Emergency planners also spend more time preparing for larger gatherings in the community. For example, Phillips said first responders will begin meeting more than six months in advance of next year's Wakarusa Music Festival to discuss scenarios such as what would happen if the water supply became contaminated at the event or if something happened that caused mass casualties.
"Five years ago, I'm not sure we would have done that," Phillips said.
Olin said he's definitely noticed a difference in how seriously people take the role of planning for a disaster.
"I can tell you that there has been a huge amount of background work done on identifying possible targets in Kansas," Olin said. "And take an exercise on the pandemic flu, for example. Those are now taken very seriously, when five years ago we had a hard time getting people to show up."
As for specific changes that have been made to security at locations around the city, leaders are reluctant to discuss those. But there have been changes that just ordinary citizens have noticed, with some probably related to 9/11 and others perhaps not.
For example, bags are checked more closely at sporting events on the Kansas University campus. A metal detector now greets all visitors entering the Lawrence-Douglas County Judicial and Law Enforcement Center. A police officer now sits outside every City Commission meeting. And sign-up sheets and locked doors are now common at the city's water and sewer plants.
"There may be more locked doors than there used to be, but we also work hard to balance that with not wanting to create an unnecessary obstruction to the public," said interim City Manager David Corliss.
Corliss said the city also tries to take a broader look at how to prepare for disasters. He said post 9/11 city leaders have given more thought about whether all essential city records have been securely archived, and a review of the city's generator capacity has been done to determine how the city could keep essential operations running absent power.
Interview with U.S. Sen. Pat Roberts regarding the Sept. 11, 2001, attacks and their aftermath
"We work on this, but we also have to keep it in perspective," Corliss said. "We don't know where the next attack would happen, but the experts say we're not a real likely target, so we just keep it in perspective and continue to live life."
Preparing the populace
Professor Moss does think that Lawrence, and all university communities, have at least one unique role to play in the war on terror.
"I believe education is an absolute necessity in this war," said Moss, who has been successful in lobbying Congress to fund a program that provides training to college students interested in entering the intelligence field. "We have to help people understand that this is going to last 30 or 40 years.
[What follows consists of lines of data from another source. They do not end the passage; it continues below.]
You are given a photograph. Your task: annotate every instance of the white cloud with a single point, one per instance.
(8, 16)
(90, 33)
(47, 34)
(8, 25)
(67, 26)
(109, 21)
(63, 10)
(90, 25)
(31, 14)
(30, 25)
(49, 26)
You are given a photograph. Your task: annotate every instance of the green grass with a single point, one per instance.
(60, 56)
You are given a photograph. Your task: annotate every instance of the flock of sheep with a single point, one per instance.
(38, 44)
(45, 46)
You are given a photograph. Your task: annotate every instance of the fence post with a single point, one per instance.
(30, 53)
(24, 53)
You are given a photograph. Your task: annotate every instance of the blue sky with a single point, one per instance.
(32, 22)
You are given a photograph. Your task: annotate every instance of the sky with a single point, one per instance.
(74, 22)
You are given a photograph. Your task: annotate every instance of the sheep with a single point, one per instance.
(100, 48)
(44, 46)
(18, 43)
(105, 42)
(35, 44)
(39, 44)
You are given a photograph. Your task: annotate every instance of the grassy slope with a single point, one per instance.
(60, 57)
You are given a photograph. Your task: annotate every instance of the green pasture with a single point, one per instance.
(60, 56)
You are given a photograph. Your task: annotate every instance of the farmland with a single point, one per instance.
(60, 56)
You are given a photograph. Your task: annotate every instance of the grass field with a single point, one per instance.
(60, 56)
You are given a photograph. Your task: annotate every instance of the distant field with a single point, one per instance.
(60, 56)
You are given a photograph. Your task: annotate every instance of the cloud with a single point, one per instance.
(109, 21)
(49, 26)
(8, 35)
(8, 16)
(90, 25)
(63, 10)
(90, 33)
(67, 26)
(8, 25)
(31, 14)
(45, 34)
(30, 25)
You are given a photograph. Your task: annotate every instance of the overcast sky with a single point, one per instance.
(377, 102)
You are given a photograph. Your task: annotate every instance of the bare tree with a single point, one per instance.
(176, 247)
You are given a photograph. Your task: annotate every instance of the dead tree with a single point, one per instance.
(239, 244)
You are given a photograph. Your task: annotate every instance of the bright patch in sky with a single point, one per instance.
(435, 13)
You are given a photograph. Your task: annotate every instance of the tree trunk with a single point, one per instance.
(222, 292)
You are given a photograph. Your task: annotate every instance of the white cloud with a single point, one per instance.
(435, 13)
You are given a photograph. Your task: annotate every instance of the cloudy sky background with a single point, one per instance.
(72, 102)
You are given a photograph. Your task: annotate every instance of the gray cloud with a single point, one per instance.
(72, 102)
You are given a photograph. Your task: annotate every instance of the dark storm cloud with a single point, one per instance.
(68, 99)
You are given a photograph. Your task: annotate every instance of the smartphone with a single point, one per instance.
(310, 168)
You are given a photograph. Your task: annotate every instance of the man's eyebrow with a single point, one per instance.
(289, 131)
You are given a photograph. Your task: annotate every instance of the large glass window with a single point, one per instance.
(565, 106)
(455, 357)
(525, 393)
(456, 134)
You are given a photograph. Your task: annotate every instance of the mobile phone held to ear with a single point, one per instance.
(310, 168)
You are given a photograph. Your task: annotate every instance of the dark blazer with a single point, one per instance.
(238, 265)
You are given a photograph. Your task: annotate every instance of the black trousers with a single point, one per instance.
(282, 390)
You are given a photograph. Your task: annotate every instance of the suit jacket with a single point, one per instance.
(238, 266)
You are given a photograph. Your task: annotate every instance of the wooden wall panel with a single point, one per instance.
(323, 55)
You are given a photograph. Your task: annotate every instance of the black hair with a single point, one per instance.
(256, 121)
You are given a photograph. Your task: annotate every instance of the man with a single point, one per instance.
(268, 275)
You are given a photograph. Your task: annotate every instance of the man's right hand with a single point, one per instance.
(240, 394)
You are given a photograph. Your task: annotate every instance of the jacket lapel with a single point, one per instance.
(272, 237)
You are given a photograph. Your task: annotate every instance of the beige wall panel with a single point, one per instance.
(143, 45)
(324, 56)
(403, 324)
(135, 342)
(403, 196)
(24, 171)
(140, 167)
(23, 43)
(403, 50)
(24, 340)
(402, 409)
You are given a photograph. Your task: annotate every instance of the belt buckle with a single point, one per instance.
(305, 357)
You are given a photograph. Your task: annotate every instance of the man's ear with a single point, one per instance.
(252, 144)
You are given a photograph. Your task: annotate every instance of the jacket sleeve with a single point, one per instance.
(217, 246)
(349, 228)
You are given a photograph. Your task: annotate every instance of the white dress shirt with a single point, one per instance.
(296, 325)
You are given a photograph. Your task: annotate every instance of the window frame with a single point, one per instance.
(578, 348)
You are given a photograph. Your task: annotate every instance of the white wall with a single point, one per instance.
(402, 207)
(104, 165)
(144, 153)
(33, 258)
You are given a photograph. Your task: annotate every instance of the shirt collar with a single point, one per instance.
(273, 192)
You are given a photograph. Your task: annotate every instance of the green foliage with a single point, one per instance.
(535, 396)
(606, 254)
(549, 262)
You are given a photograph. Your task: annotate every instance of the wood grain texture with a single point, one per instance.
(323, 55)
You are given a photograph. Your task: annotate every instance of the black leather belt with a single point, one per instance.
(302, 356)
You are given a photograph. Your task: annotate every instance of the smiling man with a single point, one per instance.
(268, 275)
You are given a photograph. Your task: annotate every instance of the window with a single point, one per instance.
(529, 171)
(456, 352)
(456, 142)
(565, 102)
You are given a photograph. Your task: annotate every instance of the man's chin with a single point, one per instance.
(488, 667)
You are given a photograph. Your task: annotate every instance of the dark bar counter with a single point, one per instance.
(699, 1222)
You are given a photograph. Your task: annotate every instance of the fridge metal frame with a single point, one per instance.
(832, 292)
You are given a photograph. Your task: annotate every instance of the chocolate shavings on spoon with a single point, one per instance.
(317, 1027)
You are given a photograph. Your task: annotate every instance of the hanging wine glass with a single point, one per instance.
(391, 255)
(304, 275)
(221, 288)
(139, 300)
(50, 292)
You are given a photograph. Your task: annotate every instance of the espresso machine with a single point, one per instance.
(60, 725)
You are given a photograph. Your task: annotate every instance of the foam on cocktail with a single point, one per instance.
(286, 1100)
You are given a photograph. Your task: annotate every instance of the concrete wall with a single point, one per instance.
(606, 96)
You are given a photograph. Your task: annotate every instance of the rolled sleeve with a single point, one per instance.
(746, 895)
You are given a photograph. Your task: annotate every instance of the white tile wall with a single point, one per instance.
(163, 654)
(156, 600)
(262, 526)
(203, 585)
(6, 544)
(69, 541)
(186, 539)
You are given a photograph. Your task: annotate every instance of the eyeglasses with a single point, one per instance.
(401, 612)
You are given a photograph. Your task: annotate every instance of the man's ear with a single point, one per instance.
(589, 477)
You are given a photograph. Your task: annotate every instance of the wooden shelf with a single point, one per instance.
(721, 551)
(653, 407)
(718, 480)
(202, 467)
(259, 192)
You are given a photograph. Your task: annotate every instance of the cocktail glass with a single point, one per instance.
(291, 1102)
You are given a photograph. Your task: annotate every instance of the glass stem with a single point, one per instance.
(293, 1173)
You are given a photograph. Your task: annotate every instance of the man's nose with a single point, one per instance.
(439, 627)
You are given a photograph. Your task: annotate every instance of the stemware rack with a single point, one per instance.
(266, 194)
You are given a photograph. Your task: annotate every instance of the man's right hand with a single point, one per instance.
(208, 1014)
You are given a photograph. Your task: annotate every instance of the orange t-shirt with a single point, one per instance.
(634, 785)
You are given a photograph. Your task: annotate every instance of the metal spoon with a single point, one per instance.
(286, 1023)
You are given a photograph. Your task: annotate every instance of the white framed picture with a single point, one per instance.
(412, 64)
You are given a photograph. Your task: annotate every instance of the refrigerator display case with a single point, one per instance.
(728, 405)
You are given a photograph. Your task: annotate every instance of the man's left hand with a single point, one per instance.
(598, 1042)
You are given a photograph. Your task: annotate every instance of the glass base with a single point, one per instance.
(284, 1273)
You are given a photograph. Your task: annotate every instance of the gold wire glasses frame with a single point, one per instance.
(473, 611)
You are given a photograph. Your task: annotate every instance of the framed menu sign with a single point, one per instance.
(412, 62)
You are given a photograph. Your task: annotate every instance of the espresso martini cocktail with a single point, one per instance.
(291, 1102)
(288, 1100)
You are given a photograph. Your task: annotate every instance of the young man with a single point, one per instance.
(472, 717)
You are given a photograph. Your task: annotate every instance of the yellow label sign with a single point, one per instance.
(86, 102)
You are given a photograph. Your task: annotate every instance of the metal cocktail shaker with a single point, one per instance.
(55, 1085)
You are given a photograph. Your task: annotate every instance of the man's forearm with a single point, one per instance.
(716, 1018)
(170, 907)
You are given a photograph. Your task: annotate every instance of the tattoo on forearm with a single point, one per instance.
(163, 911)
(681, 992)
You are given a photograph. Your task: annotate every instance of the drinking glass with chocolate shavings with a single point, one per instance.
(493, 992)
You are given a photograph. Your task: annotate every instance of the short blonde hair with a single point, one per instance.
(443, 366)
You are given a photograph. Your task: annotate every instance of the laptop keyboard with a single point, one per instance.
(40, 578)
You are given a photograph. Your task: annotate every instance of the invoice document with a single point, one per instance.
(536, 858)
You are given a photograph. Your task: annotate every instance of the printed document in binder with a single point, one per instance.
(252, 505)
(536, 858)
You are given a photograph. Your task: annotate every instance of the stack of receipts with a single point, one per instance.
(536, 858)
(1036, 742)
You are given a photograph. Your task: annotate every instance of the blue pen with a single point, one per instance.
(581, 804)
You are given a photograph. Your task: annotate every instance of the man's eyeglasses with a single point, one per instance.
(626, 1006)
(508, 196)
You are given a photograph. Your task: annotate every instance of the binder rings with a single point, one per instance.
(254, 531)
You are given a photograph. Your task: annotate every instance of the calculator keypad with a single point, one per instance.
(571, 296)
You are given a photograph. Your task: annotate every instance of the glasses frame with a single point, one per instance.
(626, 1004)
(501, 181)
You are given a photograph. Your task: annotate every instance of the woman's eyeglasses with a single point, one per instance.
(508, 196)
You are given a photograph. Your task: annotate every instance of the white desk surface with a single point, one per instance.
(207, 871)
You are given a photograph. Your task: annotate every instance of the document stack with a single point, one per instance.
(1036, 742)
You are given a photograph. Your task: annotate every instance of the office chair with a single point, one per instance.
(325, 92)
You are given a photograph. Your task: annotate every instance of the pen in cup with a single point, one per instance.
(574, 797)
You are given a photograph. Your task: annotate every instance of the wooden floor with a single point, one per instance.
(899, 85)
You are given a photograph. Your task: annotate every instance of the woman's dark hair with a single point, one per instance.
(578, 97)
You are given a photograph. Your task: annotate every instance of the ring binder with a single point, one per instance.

This is a confrontation that is going to be a long-term one."
Olin also thinks there is work to do on the front of educating people that the business of security is not just for the people who get paid to provide it.
"A major way in which you defeat many of these incidents is citizen awareness," Olin said. "If people are not paying attention because they think we're immune, that is a very dangerous attitude.
"I think the American public forgets very rapidly. I think some people expect they won't have to make sacrifices again in the future, and that may be a very unreasonable expectation."